Already it has been purchased more than 850,000 times and the game is not even finished yet.
“It’s far beyond what I was expecting,” he said.
“I haven’t had a lot of time to reflect about it.”
With sales expectations for the initial “early access” version set at about 250,000 for its first three months – which it more than tripled in about three weeks – Dean and his team are going back to the drawing board to re-evaluate what they can do with the game.
Ambition was now the key for growing Day Z, as the game was “vastly outstripping our remotest fantasies”, Dean said.
His team at Bohemia Interactive was now working on fixing bugs in the game and testing various new systems to be implemented.
With his holiday in New Zealand over the Christmas period coming to an end, he would soon be heading back to Prague to plan the future of the game with his team.
“In the later half of this month we’re gonna decide what our road map is.”
A version of the currently computer-exclusive game was likely for new game consoles.
People loved their time in the virtual world of Chernarus, the fictional area Day Z is set in and it was changing the lives of many people, Dean said.
Bohemia Interactive had gone through some “difficult” growing pains, but was doing well now, Dean said.
He was aware of someone who was now making a living broadcasting themselves playing Day Z online.
Some companies which hosted servers to store the virtual worlds were now making millions of dollars because of Day Z.
In general people just loved the game, he said.
“You go into this open world . . . and you’ve got to try and survive.”

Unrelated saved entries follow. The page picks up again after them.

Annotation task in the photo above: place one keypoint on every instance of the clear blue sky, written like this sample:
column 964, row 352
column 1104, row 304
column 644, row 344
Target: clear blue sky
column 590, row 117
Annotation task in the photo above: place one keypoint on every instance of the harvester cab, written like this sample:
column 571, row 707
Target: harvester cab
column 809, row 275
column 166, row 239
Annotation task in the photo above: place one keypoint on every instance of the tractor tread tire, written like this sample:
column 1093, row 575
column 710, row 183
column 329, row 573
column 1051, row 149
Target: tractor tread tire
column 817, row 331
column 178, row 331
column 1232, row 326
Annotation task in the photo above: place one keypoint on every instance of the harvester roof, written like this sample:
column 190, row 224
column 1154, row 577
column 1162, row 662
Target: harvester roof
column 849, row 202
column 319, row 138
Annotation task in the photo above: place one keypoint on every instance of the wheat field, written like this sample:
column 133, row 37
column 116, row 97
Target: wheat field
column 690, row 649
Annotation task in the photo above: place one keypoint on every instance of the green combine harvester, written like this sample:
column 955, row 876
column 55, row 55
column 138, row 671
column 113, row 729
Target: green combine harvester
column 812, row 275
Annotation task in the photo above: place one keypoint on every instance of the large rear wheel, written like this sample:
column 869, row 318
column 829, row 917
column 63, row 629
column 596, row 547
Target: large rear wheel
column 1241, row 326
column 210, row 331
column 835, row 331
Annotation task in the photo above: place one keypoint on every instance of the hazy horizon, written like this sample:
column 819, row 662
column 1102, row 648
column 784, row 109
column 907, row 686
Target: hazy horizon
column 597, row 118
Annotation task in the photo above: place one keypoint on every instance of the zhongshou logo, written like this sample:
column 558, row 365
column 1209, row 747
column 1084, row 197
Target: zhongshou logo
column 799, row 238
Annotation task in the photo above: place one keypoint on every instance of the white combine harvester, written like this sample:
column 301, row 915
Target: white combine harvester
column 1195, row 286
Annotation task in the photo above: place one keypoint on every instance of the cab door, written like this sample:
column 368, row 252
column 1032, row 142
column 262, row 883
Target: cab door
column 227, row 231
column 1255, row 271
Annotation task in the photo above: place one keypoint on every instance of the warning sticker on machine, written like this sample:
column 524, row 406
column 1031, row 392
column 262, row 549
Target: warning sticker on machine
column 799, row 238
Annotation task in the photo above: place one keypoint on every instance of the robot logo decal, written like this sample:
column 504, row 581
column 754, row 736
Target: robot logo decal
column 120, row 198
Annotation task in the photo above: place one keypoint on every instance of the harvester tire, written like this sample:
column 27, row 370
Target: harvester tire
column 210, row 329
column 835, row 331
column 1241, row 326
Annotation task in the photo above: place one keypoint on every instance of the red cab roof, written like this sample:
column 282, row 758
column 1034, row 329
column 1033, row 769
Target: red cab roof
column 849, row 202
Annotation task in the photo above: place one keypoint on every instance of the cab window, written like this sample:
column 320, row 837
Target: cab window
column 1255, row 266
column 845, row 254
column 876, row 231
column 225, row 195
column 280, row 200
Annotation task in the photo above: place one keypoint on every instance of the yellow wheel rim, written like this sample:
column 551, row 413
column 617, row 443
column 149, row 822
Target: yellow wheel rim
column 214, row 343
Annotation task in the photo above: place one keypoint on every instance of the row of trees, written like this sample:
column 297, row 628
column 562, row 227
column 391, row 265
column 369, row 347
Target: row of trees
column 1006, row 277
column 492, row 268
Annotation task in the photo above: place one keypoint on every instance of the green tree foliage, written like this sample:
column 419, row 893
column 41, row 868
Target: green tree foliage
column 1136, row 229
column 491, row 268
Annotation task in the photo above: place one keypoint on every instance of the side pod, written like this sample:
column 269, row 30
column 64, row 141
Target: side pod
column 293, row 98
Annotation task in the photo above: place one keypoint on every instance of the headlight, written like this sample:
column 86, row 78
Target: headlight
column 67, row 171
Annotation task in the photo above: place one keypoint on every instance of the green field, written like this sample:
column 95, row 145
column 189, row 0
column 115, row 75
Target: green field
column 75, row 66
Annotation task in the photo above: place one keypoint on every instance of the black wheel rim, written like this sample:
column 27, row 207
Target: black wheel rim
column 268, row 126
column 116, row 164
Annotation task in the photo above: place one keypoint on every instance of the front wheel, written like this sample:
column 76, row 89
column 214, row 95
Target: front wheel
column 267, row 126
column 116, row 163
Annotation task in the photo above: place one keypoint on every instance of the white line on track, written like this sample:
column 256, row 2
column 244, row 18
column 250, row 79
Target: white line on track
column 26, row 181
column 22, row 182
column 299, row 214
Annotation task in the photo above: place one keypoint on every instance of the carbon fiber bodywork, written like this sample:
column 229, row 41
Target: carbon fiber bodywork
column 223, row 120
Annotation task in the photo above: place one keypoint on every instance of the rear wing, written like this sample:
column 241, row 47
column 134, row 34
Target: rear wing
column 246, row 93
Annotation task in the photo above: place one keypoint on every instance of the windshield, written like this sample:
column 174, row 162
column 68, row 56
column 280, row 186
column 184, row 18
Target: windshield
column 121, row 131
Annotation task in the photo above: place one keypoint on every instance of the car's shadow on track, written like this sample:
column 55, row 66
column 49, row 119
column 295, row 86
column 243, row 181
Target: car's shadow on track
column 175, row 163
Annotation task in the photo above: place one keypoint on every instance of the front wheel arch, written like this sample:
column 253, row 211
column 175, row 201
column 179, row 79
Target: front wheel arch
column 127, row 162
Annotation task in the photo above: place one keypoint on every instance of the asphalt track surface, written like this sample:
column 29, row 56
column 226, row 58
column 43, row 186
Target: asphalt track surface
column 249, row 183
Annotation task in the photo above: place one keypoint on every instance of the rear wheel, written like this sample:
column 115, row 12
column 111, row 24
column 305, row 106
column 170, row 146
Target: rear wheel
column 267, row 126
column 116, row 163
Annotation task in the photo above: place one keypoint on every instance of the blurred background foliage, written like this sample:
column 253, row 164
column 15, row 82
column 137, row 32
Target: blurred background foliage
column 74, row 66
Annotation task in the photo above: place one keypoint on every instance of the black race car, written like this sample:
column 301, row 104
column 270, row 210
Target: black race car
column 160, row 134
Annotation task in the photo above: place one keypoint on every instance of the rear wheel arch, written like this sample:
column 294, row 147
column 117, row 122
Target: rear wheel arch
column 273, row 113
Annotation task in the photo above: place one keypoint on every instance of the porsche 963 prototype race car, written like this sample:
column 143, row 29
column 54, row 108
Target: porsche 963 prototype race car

With literally nothing spent on marketing the game – “We haven’t spent a single dollar” – the game is a true viral success.
Despite his success, Dean misses home.
“People don’t realise just how awesome New Zealand is.”
Eventually when his time making Day Z is done, Dean said he has big plans.
He is looking at opening his own game studio.
Initially considering Oamaru, then Dunedin, currently Dean said he has his heart set on Queenstown as the location for his potential studio.
With Day Z continuing to grow it may be a while until this former Oamaruvian can return home, but when he does he will bring with him a wealth of experience and knowledge.